Liebe Genossinen und Genossen,

nach nunmehr 12 Jahren geduldiger Untergrundarbeit sind wir jetzt in das Stadium der aktiven Manipulation getreten. Es ist uns endlich gelungen den Staatsapparat des Staates für uns einzuspannen, den wir mit allen Mitteln bekämpfen. Durch die geduldige und feinsinnige Arbeit unserer Kundschafter und Tschekisten wird in Kürze in der Bundesrepublik der totale Überwachungsstaat geschaffen. Endlich haben wir das Ziel erreicht, das wir in 40 Jahren DDR aufgrund fehlender Mittel und technischer Voraussetzungen nicht geschafft haben. Jeglicher elektronischer Datenverkehr wird in Echtzeit überwacht. Es ist einigen unserer tapferen Genossen sogar gelungen, diese Methode bei unserem Erzfeind - USA - anzubringen und das FBI in unserem Sinne zu manipulieren.
Ich bin stolz euch sagen zu können: Wir stehen kurz vor der totalen Informationskontrolle und haben uns damit ein mächtiges Instrument zur Manipulation geschaffen. Dadurch werden wir weltweit den Sieg des Sozialismus endlich erreichen. 


Realsatire??? Macht euch selbst einen Reim darauf.  :evil: 
Weitere Info: http://www.heise.de/newsticker/data/fr-31.05.02-000/

Gruss Frank


----------



## Hotline-Dödel (5 Juni 2002)

die totale Überwachung gibt es schon seit geraumer Zeit. Ich sage nur "Echelon".

http://www.heise.de/tp/deutsch/special/ech/6639/1.html


Aber jetzt wird vom Staat versucht, die Sache zu legalisieren.


----------



## Anonymous (1 Juli 2002)

Die totale Überwachung existiert wie mein Vorredner schon sagte , schon seit einiger zeit . Aber trotz aller staatlicher Kontrolle wird man sich trotzdem wenn man weis wie ohne Überwachung bewegen können . Solange das Internet existiert und es mehrere Staaten mit verschiedenen gesetzgebungen zu diesem Thema existieren kann man Überwachung umgehen .
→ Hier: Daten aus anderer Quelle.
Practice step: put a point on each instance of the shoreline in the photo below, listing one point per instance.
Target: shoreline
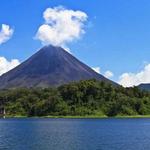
(81, 117)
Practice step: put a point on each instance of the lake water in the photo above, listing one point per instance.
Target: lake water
(74, 134)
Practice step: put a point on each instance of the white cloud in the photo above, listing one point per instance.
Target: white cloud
(96, 69)
(133, 79)
(61, 26)
(108, 74)
(5, 33)
(6, 65)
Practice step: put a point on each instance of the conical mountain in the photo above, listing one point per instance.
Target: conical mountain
(50, 66)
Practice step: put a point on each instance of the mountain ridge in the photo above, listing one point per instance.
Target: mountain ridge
(50, 66)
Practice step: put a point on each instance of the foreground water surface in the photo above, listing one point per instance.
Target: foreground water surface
(74, 134)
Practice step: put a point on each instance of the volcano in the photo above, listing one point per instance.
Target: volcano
(50, 66)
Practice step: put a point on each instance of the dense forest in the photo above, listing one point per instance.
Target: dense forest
(82, 98)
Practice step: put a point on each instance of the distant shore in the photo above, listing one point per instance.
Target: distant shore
(80, 117)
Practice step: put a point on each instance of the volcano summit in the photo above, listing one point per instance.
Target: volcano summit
(50, 66)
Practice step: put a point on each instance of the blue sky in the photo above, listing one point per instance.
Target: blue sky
(117, 33)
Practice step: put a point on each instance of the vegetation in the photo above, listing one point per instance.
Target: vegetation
(84, 98)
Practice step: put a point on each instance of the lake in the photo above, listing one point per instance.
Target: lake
(74, 134)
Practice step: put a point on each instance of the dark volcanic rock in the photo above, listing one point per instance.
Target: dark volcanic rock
(50, 66)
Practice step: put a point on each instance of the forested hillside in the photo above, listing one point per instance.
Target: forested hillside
(89, 97)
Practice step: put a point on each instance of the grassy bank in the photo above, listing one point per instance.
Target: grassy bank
(79, 117)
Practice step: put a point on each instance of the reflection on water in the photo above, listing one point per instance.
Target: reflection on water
(75, 134)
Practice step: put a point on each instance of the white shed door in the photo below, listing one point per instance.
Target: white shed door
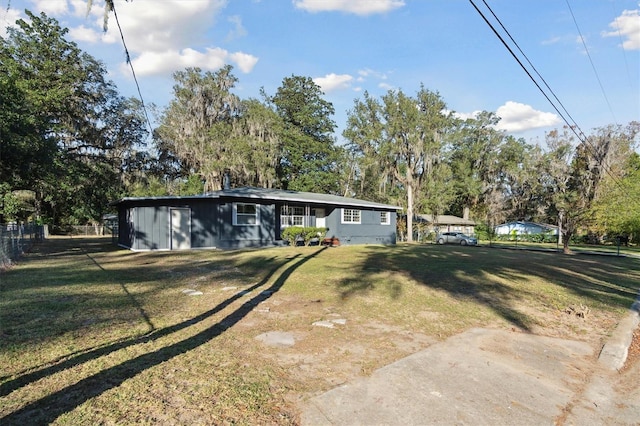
(180, 229)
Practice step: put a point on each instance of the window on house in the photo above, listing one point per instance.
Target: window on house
(291, 216)
(350, 216)
(385, 218)
(245, 214)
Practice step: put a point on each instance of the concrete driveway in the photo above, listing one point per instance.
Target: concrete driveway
(483, 377)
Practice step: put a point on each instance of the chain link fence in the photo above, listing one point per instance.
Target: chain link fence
(16, 239)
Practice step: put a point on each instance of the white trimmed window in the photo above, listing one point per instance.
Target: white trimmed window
(350, 216)
(385, 218)
(245, 214)
(291, 216)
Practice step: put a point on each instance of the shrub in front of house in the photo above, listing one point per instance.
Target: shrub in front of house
(297, 234)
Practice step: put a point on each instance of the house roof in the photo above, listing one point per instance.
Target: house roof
(445, 219)
(248, 192)
(526, 223)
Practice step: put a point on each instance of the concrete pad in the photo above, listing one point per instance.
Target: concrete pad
(327, 324)
(477, 377)
(277, 338)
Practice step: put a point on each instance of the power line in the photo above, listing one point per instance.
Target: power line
(586, 49)
(133, 72)
(573, 127)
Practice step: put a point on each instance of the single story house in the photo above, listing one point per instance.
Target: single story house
(524, 227)
(447, 223)
(248, 217)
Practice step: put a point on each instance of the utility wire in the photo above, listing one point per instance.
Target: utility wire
(575, 128)
(133, 72)
(624, 54)
(586, 49)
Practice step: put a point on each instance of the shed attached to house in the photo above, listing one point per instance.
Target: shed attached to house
(248, 217)
(523, 227)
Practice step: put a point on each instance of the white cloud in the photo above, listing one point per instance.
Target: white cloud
(168, 61)
(332, 82)
(626, 26)
(10, 16)
(517, 117)
(357, 7)
(161, 37)
(52, 7)
(238, 30)
(463, 115)
(83, 33)
(244, 61)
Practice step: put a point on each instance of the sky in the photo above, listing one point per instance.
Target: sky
(586, 51)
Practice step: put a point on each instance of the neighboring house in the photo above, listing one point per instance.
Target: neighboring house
(523, 227)
(248, 217)
(447, 223)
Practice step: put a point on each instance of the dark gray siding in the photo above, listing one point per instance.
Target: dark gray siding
(145, 224)
(205, 224)
(239, 236)
(368, 231)
(151, 228)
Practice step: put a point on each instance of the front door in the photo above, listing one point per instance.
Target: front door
(320, 219)
(180, 229)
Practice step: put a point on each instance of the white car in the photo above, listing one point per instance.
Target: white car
(456, 238)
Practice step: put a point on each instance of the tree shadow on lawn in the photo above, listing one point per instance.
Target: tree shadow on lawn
(48, 408)
(475, 273)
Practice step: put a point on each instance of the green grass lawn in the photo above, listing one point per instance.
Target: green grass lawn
(94, 334)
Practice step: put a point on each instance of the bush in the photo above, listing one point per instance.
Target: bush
(296, 234)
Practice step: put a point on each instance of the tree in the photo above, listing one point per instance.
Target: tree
(616, 208)
(84, 130)
(308, 157)
(574, 180)
(405, 136)
(197, 125)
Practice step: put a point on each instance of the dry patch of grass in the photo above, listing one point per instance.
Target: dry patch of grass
(93, 334)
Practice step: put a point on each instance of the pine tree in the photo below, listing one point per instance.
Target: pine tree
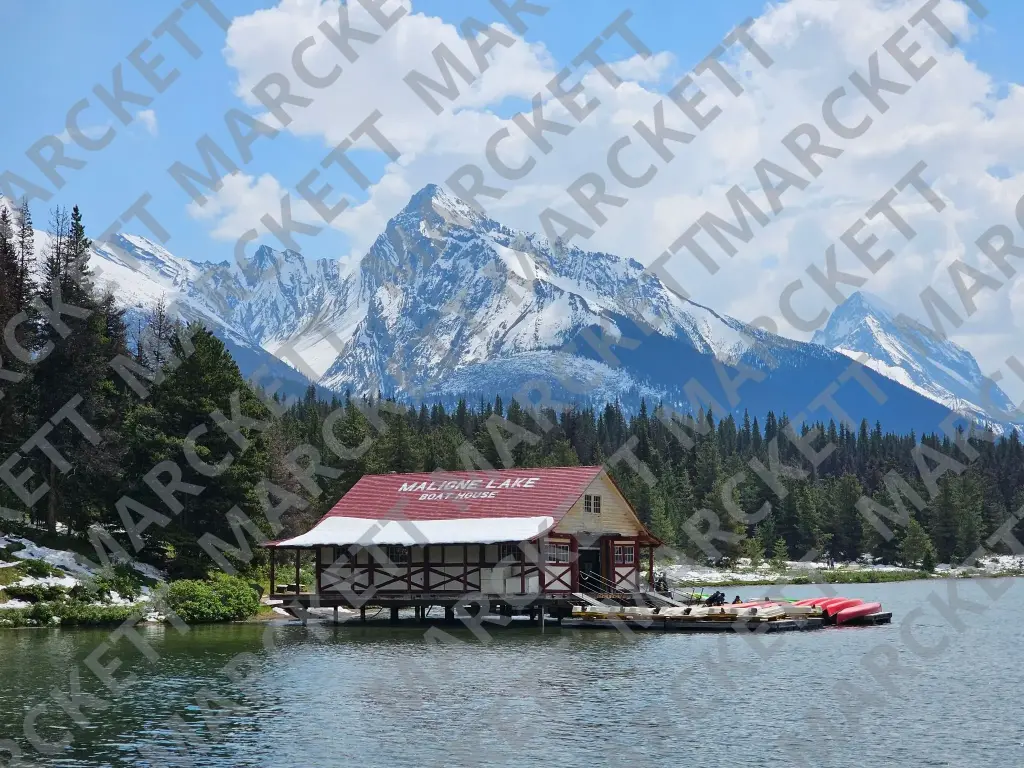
(26, 256)
(660, 523)
(915, 545)
(207, 380)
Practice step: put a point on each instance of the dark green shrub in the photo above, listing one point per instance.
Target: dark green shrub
(122, 579)
(241, 600)
(35, 593)
(223, 598)
(42, 612)
(76, 613)
(7, 553)
(39, 568)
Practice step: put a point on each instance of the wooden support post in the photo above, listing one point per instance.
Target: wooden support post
(650, 567)
(273, 576)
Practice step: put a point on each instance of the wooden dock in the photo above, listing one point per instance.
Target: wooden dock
(653, 624)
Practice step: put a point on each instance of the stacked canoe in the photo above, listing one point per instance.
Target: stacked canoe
(847, 610)
(826, 610)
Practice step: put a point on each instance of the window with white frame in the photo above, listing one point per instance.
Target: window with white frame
(558, 553)
(624, 554)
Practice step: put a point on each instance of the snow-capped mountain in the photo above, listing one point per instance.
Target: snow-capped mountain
(868, 329)
(450, 302)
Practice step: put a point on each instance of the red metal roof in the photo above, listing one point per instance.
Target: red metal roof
(445, 496)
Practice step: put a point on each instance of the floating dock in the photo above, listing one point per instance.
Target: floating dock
(697, 625)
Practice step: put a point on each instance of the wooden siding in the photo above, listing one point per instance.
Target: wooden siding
(616, 516)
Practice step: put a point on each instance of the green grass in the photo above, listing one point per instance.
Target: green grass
(821, 577)
(10, 574)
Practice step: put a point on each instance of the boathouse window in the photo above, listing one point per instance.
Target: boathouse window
(397, 555)
(624, 554)
(558, 553)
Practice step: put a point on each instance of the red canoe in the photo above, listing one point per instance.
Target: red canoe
(826, 601)
(855, 611)
(835, 606)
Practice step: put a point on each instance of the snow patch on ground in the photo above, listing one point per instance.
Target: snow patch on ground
(68, 561)
(68, 582)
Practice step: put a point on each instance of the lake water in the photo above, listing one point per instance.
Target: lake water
(940, 686)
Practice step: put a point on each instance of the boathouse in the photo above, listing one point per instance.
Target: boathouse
(511, 536)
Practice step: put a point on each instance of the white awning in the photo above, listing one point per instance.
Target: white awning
(338, 531)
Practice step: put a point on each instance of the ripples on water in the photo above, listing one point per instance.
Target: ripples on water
(387, 697)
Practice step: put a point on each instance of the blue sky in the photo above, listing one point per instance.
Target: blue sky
(962, 122)
(62, 49)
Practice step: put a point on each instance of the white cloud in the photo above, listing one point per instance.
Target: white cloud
(954, 119)
(148, 120)
(242, 203)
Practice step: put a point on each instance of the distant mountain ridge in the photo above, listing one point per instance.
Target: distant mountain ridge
(448, 302)
(868, 329)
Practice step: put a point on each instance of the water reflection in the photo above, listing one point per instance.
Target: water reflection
(286, 695)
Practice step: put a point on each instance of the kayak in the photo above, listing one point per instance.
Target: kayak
(825, 602)
(835, 606)
(800, 610)
(855, 611)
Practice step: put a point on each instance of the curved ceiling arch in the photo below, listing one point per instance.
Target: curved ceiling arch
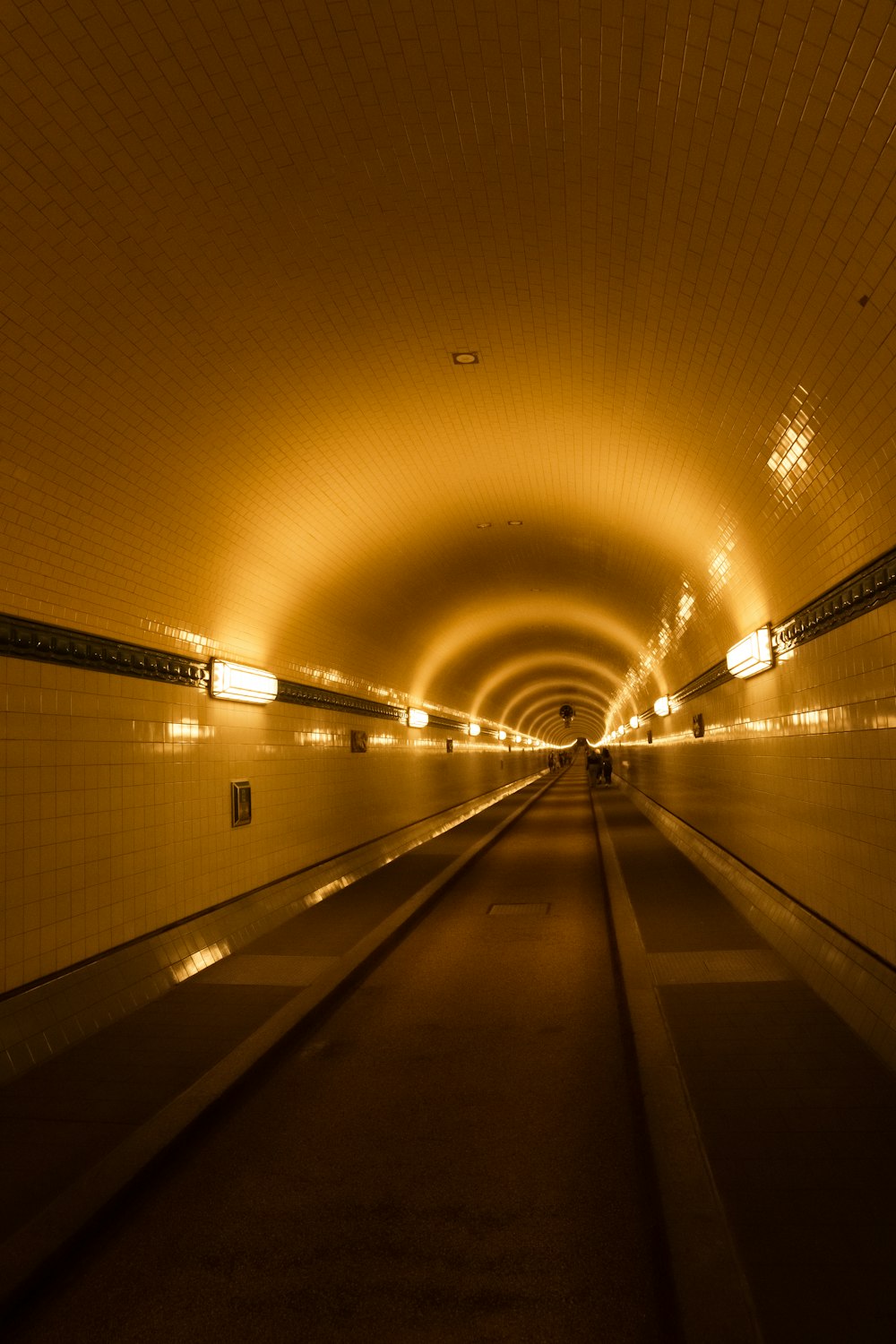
(530, 699)
(648, 417)
(508, 620)
(522, 666)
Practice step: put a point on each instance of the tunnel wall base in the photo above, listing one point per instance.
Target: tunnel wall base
(40, 1021)
(857, 986)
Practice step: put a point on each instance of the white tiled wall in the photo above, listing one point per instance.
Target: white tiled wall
(117, 803)
(796, 776)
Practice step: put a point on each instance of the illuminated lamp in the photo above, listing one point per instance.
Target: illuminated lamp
(751, 655)
(234, 682)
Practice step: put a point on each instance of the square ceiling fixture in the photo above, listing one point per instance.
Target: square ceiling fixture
(236, 682)
(751, 655)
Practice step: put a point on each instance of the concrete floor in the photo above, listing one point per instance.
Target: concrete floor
(454, 1153)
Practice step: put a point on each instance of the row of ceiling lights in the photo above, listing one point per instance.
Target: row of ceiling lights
(255, 685)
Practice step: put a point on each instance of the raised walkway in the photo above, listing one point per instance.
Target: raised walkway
(771, 1124)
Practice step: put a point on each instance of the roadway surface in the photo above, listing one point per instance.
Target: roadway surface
(452, 1152)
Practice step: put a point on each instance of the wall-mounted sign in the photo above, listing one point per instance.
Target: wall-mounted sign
(241, 803)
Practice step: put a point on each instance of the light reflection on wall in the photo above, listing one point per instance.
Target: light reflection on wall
(790, 462)
(201, 960)
(677, 610)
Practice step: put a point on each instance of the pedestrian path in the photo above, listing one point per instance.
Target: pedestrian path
(796, 1115)
(77, 1129)
(772, 1124)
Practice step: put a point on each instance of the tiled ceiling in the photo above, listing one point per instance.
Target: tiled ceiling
(242, 242)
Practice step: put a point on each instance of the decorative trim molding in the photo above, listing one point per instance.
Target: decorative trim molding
(853, 597)
(319, 698)
(860, 593)
(21, 639)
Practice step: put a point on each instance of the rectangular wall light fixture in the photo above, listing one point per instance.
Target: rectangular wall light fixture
(234, 682)
(751, 655)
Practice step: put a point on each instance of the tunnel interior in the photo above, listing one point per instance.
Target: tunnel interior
(477, 359)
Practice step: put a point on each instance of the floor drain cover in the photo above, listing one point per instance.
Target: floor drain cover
(520, 908)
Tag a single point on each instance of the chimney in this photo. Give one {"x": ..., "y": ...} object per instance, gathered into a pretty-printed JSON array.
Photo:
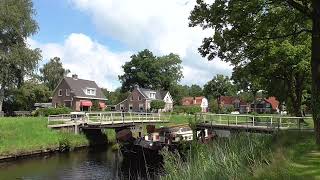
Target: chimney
[{"x": 75, "y": 77}]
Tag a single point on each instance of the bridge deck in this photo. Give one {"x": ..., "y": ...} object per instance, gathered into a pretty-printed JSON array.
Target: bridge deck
[
  {"x": 105, "y": 120},
  {"x": 250, "y": 123}
]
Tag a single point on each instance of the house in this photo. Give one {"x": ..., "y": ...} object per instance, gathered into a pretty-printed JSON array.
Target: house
[
  {"x": 234, "y": 102},
  {"x": 265, "y": 105},
  {"x": 78, "y": 94},
  {"x": 196, "y": 101},
  {"x": 140, "y": 98}
]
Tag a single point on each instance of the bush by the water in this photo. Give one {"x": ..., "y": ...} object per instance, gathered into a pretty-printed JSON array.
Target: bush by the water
[
  {"x": 232, "y": 158},
  {"x": 187, "y": 109},
  {"x": 52, "y": 111}
]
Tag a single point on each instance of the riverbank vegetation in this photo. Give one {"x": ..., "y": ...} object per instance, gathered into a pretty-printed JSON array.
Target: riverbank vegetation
[
  {"x": 290, "y": 155},
  {"x": 24, "y": 135}
]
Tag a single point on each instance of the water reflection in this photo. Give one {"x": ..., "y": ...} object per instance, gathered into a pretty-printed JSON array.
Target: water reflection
[{"x": 84, "y": 164}]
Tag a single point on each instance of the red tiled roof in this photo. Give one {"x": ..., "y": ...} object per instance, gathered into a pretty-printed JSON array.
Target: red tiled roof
[
  {"x": 187, "y": 101},
  {"x": 228, "y": 100},
  {"x": 273, "y": 101},
  {"x": 198, "y": 100}
]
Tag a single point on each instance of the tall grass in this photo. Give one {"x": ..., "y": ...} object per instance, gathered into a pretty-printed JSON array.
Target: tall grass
[
  {"x": 247, "y": 156},
  {"x": 232, "y": 158},
  {"x": 26, "y": 134}
]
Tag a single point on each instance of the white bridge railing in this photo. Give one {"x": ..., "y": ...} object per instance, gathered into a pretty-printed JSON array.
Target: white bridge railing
[
  {"x": 123, "y": 117},
  {"x": 263, "y": 121},
  {"x": 106, "y": 118}
]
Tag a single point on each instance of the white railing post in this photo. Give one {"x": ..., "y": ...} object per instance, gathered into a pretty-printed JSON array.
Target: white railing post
[
  {"x": 139, "y": 117},
  {"x": 111, "y": 118},
  {"x": 252, "y": 120}
]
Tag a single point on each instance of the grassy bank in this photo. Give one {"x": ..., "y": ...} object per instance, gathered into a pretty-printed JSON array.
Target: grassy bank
[
  {"x": 291, "y": 155},
  {"x": 20, "y": 135}
]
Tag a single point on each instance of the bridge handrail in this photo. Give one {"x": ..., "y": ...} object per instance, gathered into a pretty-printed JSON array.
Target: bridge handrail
[{"x": 254, "y": 121}]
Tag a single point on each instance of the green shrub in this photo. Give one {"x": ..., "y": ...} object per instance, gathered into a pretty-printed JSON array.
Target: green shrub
[
  {"x": 228, "y": 109},
  {"x": 233, "y": 158},
  {"x": 52, "y": 111},
  {"x": 157, "y": 104},
  {"x": 187, "y": 109}
]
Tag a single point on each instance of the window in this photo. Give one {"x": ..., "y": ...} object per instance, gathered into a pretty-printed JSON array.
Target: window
[
  {"x": 141, "y": 108},
  {"x": 90, "y": 91},
  {"x": 60, "y": 92},
  {"x": 152, "y": 95}
]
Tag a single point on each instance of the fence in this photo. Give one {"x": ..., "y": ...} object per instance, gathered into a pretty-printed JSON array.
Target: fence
[{"x": 283, "y": 122}]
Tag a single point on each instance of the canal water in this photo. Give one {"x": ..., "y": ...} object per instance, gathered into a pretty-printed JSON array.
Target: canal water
[{"x": 84, "y": 164}]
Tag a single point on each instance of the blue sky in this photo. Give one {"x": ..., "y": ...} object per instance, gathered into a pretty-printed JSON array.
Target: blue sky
[{"x": 94, "y": 38}]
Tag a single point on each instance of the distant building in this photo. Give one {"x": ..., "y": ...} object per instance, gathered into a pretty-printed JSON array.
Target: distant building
[
  {"x": 140, "y": 98},
  {"x": 235, "y": 102},
  {"x": 196, "y": 101},
  {"x": 78, "y": 94},
  {"x": 265, "y": 105}
]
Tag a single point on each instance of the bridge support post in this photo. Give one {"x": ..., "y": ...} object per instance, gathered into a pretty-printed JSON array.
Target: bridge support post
[{"x": 76, "y": 129}]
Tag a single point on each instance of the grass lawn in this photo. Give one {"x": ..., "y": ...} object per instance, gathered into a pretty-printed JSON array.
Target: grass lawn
[
  {"x": 288, "y": 155},
  {"x": 25, "y": 134}
]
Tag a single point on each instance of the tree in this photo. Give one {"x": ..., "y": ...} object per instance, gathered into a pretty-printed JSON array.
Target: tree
[
  {"x": 240, "y": 25},
  {"x": 16, "y": 59},
  {"x": 24, "y": 97},
  {"x": 52, "y": 72},
  {"x": 219, "y": 86},
  {"x": 195, "y": 90},
  {"x": 178, "y": 92},
  {"x": 30, "y": 93},
  {"x": 114, "y": 97},
  {"x": 149, "y": 71},
  {"x": 157, "y": 104}
]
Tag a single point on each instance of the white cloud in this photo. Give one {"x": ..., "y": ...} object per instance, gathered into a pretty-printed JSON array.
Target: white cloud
[
  {"x": 159, "y": 25},
  {"x": 87, "y": 58}
]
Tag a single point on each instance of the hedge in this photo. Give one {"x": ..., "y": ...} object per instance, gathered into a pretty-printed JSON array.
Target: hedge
[
  {"x": 52, "y": 111},
  {"x": 187, "y": 109}
]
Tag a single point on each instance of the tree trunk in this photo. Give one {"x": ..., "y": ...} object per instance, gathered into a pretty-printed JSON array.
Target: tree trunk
[
  {"x": 1, "y": 97},
  {"x": 254, "y": 101},
  {"x": 219, "y": 104},
  {"x": 315, "y": 69}
]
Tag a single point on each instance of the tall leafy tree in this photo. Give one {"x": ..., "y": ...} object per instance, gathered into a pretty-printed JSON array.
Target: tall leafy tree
[
  {"x": 52, "y": 72},
  {"x": 195, "y": 90},
  {"x": 115, "y": 96},
  {"x": 16, "y": 59},
  {"x": 150, "y": 71},
  {"x": 240, "y": 25},
  {"x": 31, "y": 92},
  {"x": 178, "y": 92},
  {"x": 219, "y": 86}
]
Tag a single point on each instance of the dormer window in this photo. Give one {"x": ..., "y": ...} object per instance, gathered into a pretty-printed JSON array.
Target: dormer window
[
  {"x": 60, "y": 92},
  {"x": 67, "y": 92},
  {"x": 90, "y": 91},
  {"x": 152, "y": 95}
]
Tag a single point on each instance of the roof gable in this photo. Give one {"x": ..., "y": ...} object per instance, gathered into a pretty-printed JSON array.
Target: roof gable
[{"x": 78, "y": 87}]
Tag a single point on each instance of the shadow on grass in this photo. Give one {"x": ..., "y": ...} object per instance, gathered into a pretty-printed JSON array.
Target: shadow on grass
[{"x": 307, "y": 165}]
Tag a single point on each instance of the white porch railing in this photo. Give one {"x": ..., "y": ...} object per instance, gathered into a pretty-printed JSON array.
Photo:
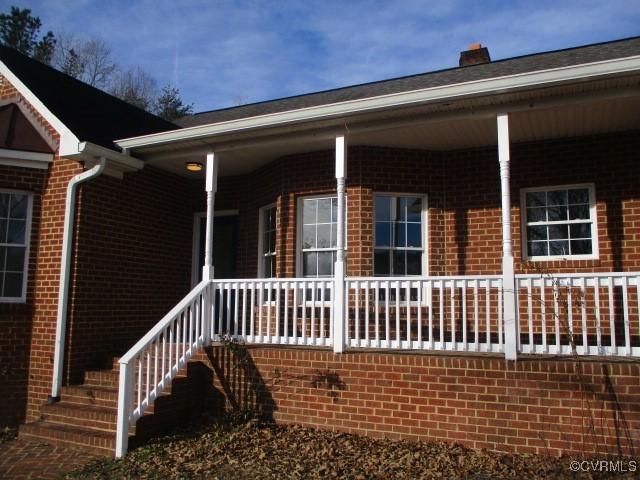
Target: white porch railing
[
  {"x": 433, "y": 313},
  {"x": 584, "y": 314}
]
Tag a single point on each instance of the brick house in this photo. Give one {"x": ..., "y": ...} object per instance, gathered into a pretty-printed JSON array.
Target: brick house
[{"x": 423, "y": 257}]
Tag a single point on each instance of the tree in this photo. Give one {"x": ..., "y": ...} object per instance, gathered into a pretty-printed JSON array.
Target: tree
[
  {"x": 136, "y": 87},
  {"x": 20, "y": 30},
  {"x": 169, "y": 105}
]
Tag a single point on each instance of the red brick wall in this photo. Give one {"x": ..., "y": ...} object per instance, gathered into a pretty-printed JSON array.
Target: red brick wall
[
  {"x": 132, "y": 262},
  {"x": 16, "y": 318},
  {"x": 543, "y": 406}
]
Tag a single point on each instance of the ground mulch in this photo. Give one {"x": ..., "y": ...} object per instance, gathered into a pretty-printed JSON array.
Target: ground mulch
[{"x": 257, "y": 451}]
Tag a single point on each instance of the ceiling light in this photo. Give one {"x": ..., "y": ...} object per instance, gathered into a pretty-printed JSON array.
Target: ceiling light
[{"x": 193, "y": 166}]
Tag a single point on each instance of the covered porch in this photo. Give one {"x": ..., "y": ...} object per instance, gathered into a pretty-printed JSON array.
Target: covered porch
[{"x": 493, "y": 276}]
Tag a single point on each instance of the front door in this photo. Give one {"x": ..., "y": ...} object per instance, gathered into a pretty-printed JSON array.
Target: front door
[{"x": 225, "y": 245}]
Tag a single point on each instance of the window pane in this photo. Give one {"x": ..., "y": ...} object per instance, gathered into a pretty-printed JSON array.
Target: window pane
[
  {"x": 538, "y": 214},
  {"x": 577, "y": 212},
  {"x": 381, "y": 262},
  {"x": 414, "y": 263},
  {"x": 12, "y": 285},
  {"x": 324, "y": 210},
  {"x": 309, "y": 211},
  {"x": 556, "y": 213},
  {"x": 383, "y": 234},
  {"x": 382, "y": 208},
  {"x": 558, "y": 232},
  {"x": 536, "y": 199},
  {"x": 537, "y": 249},
  {"x": 557, "y": 197},
  {"x": 4, "y": 226},
  {"x": 324, "y": 236},
  {"x": 579, "y": 195},
  {"x": 559, "y": 248},
  {"x": 537, "y": 233},
  {"x": 309, "y": 236},
  {"x": 414, "y": 235},
  {"x": 18, "y": 206},
  {"x": 16, "y": 231},
  {"x": 580, "y": 230},
  {"x": 580, "y": 247},
  {"x": 414, "y": 209},
  {"x": 325, "y": 263},
  {"x": 310, "y": 264},
  {"x": 272, "y": 241},
  {"x": 398, "y": 267},
  {"x": 15, "y": 259},
  {"x": 400, "y": 238}
]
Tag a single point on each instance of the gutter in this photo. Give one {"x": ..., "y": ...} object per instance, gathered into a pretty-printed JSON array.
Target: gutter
[
  {"x": 101, "y": 160},
  {"x": 494, "y": 85}
]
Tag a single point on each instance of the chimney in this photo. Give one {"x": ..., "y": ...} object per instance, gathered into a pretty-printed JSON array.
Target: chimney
[{"x": 475, "y": 55}]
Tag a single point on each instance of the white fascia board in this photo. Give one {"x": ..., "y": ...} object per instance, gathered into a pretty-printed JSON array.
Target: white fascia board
[
  {"x": 415, "y": 97},
  {"x": 20, "y": 158},
  {"x": 68, "y": 141}
]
Auserdem ist wohl ein weiteres Problem für den Staat die masse an Daten die Täglich über das Internet laufen , was eine wirkliche lückenlose Überwachung wohl nicht möglich machen wird .

Aber trotz allem ist die Entwicklung wie sie derzeit voranschreitet sehr sehr bedenklich , nur leider merken es die wenigstens das Orwell langsam aber sicher wirklichkeit wird . Die rechte des einzelnen werden ausgehölt , unterwandert und sobald irgendwo eine Möglichkeit gesehen wird ( ein Vorwand ) werden die rechte auch offiziell beschnitten . Sehr sehr bedenklich die Entwicklung derzeit .


----------